A Ditadura complicava as coisas. Os sermões dos “maîtres à penser” não se vendiam ao balcão como qualquer legítima mercadoria. Alguns beneméritos acabavam por os vender clandestinamente. Ou meia dúzia de intermediários acabavam por os trazer de Paris. Para seu mal, o regime do dr. Salazar não deixou que o descrédito do marxismo e do estalinismo (já quase completo em 1973) chegassem a Portugal. Aqui, a esquerda continuava a ler Althusser e a falar com inteira seriedade da “prática económica”, da “prática política” e, principalmente, da “prática teórica”. E gente, que depois deslizou para um liberalismo analfabeto (“neo” ou não), não se calava com o “corte epistemológico” de Marx e a soturna realidade genericamente apelidada de “Aparelhos Ideológicos do Estado”. Esta alta idiotia, sob formas variáveis, nunca os deixou.

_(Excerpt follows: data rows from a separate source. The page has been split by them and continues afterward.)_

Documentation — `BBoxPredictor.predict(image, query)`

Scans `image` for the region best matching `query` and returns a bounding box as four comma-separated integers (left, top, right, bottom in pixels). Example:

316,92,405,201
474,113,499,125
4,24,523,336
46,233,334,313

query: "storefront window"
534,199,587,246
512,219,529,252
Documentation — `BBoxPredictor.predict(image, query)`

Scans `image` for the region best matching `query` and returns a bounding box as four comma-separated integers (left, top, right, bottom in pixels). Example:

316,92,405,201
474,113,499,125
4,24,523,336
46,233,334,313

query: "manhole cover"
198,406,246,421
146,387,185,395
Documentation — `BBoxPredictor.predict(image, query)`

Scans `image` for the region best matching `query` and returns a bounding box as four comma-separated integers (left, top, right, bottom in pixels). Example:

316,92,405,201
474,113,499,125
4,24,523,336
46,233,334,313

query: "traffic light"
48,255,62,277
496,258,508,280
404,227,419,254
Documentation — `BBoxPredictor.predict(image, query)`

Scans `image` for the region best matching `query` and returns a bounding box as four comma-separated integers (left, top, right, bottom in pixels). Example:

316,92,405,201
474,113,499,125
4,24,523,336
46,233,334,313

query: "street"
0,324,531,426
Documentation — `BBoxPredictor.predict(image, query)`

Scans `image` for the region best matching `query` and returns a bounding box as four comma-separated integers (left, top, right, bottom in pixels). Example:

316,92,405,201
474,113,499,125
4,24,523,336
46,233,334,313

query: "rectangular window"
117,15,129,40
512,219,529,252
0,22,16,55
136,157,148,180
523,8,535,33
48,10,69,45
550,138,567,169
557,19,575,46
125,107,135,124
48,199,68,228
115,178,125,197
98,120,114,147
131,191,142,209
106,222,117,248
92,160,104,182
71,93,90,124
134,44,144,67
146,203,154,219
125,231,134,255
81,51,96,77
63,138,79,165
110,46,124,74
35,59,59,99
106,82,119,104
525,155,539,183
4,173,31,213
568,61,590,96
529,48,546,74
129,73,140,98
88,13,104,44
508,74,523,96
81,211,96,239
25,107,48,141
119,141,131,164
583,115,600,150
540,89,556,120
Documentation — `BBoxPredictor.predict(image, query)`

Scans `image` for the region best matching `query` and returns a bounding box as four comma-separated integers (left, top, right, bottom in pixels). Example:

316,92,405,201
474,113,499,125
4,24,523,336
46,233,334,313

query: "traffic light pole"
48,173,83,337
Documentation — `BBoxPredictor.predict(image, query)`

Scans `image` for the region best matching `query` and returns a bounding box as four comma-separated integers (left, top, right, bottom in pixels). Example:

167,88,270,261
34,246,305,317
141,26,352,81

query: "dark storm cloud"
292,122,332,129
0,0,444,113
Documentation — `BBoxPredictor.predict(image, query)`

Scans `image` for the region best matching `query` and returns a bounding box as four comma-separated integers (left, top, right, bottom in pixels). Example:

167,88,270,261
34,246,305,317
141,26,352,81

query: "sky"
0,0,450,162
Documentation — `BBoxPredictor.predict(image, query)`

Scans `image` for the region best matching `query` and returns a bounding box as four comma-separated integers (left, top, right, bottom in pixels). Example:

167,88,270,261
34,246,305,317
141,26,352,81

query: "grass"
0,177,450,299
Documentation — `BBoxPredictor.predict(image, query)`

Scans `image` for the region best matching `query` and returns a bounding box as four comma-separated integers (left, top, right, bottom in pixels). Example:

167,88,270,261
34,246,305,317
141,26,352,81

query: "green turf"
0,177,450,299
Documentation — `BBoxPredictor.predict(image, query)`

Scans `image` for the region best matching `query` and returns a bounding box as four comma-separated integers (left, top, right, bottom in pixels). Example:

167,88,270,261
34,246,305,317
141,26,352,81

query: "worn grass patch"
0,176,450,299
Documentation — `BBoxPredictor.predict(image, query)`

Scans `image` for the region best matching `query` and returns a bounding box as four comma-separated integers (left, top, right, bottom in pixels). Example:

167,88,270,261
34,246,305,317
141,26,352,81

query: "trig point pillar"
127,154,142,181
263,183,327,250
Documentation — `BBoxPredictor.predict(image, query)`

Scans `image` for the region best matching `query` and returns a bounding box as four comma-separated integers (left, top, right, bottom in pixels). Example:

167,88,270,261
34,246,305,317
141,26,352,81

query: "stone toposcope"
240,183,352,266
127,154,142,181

Estava na televisão, em 1975, quando Cunhal, um estalinista indecoroso e beato, proibiu com a ajuda do MFA um documentário em que se mencionava de passagem a purga ao Exército Vermelho de 1938. Nessa altura, a Europa conhecia Kravchenko, Souvarine, Serge, o relatório de Khruschev ao XX Congresso, e também Koestler, Orwell, Milosz e Solzhenitsyn. Infelizmente, Portugal era uma ilha de iletrados em que se admirava o PC e se persistia em venerar Sartre. Porquê ir agora buscar esta velha história? Porque ela deixou a sua marca na cultura política portuguesa: a intolerância que reapareceu e aumenta dia a dia de ferocidade; a desonesta e facciosa simplificação da crise (da direita à extrema-esquerda); e a terrível ideia de que o Estado pode formar e corrigir a sociedade. No Portugal arcaico, que é o nosso, estas ressurreições não animam.